Cover Story - Jason Freeman brings punk rock’s boundary-busting ideas to classical music

Freeman’s projects of the last decade have been devoted to getting regular folks to participate in “art music”

One of the animating forces behind the early punk scenes in San Francisco and Washington, D.C., was the fact that many of the musicians made almost no distinction between themselves and their audiences. In those DIY days, the musicians were on stage not because they were doing something you couldn’t do, but precisely because they were doing something you could — and often did — do.

Jason Freeman is a punk for geeks. With his conservative haircut and advanced degrees in composition, he’s bringing many of the same boundary-busting ideas to classical music that punk musicians brought to rock. For Freeman, there’s no reason regular folks shouldn’t be able to participate in making “art music,” and his music projects over the last decade have been devoted to figuring out ways to do exactly that.

Freeman’s an assistant professor in Georgia Tech’s School of Music and he uses technology to sweep away the boundaries between composers and audiences. One of his most widely known projects to date is “Piano Etudes,” music for piano enabled by the Web’s open-ended community of tinkerers. “Piano Etudes,” commissioned by pianist Jenny Lin, consists of a series of musical fragments that can be rearranged on the fly by the performer. But anyone can have a hand in the mix by going to the accompanying website and clicking on the various music fragments to create new compositions.
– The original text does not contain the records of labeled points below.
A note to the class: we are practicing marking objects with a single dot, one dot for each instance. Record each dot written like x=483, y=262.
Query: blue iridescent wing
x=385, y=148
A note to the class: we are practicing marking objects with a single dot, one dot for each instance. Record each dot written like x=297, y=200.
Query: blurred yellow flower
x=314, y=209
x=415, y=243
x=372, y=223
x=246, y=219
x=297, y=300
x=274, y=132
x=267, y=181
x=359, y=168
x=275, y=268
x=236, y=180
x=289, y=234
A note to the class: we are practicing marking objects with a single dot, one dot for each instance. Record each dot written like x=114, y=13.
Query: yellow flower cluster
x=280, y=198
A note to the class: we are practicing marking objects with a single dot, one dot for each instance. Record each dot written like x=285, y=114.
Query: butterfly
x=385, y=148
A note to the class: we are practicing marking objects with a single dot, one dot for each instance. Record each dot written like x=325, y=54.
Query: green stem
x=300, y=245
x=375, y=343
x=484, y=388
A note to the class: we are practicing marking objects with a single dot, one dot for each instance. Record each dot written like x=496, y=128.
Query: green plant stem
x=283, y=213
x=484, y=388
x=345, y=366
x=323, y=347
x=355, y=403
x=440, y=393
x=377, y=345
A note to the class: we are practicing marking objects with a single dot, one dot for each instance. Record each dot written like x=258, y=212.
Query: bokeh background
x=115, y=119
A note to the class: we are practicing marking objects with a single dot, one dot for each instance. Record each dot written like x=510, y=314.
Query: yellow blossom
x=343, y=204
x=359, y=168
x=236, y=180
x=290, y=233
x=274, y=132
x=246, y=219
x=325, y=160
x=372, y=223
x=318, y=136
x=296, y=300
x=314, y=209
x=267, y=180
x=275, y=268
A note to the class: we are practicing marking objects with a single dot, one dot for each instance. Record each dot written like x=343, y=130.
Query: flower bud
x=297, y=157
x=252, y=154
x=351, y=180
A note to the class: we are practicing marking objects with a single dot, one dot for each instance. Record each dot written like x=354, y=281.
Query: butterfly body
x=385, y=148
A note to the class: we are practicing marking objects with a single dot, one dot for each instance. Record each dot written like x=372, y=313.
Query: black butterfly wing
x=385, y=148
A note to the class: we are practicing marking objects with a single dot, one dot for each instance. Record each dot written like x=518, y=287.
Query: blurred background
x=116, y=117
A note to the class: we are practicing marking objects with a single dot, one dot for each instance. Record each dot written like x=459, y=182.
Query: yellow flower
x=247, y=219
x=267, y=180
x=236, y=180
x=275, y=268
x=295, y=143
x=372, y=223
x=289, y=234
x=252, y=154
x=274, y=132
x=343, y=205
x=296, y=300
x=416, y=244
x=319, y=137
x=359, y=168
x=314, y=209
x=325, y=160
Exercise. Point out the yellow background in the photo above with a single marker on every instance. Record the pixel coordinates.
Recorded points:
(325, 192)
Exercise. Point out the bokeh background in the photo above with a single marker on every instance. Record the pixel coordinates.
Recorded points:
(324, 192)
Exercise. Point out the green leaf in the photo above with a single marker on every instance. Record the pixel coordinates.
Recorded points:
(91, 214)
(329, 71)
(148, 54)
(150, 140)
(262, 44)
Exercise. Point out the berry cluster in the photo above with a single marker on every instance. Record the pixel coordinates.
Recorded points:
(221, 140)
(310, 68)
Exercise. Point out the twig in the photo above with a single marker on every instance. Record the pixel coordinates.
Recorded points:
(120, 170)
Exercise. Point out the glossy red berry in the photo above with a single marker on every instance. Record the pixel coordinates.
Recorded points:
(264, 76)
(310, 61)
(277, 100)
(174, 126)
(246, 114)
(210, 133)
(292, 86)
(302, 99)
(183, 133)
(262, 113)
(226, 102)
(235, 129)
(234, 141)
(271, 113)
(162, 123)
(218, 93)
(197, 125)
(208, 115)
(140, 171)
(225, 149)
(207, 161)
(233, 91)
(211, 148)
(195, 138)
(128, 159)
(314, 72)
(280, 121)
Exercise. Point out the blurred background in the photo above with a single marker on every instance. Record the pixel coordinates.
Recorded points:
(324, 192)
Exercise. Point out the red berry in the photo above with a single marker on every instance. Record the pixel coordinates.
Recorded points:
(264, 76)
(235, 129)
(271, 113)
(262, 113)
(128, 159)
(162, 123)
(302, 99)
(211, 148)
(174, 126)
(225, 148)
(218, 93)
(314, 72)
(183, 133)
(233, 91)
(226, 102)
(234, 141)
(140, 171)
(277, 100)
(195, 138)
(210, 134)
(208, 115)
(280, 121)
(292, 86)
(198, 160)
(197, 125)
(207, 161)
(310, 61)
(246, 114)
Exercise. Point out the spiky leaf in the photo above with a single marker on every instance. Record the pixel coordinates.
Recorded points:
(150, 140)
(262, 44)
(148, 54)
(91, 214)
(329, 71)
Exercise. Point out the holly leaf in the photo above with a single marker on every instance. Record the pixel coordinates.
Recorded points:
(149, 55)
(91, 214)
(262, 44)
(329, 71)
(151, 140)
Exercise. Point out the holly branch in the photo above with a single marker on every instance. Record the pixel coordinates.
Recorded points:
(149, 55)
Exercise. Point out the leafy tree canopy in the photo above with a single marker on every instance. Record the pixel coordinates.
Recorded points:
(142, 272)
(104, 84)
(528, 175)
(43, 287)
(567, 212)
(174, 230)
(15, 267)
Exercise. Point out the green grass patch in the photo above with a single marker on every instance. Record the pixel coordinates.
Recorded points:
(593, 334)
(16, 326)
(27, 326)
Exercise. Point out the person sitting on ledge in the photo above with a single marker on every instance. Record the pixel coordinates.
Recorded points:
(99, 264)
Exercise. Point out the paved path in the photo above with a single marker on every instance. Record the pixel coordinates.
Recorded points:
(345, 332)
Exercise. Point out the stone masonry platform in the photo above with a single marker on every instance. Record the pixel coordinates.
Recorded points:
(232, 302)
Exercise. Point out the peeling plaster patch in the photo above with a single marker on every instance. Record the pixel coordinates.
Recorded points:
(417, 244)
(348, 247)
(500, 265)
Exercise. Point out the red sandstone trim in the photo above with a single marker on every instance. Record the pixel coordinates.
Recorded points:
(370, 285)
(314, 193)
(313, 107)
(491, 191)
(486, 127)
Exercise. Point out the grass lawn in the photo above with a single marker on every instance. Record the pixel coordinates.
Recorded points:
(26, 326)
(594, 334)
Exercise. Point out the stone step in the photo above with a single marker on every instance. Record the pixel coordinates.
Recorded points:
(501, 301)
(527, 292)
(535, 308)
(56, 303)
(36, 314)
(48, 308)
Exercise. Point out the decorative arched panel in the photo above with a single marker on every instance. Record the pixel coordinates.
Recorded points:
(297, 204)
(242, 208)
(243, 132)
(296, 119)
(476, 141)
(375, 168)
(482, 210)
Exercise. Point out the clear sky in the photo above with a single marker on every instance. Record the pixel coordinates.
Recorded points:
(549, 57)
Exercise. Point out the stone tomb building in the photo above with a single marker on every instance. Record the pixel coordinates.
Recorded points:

Some visitor-created pieces have even been selected and performed in concert.

“It’s a utopian, idealist sort of thing,” Freeman admits, referring to his vision that his interactive projects can give people a glimpse of what’s it’s like to compose music.

“Urban Remix,” his 2010 Beltline collaboration with Michael Nitsche and Carl DiSalvo, attacks the problem another way by inviting Beltline visitors to record environmental sounds using an iPhone app and then remixing them into a soundscape of car horns, dog barks and bicycle bells that’s, if not music, at least musical.

This fall, Freeman is developing “LOLC,” a laptop orchestra project with Tech student Akito Van Troyer. In “LOLC” musicians improvise music by writing code live on stage. “It’s super geeky,” says Freeman. They’ve already shown an early version of the project at Princeton and at the Listening Machines showcase at Eyedrum. And in future performances, the digital environment will be expanded to include acoustic musicians as well.

Freeman also performs regularly with Sonic Generator, Georgia Tech’s contemporary music ensemble-in-residence founded by Jessica Peek Sherwood and Tom Sherwood. This season kicks off with concerts in October and November. Amid the group’s woodwinds and strings, Freeman plays with electronic toys as the designated tech guy.

It’s the perfect gig for him. As with his other projects, for Sonic Generator he creates all sorts of spacey sounds that update the chamber orchestra for the 21st century.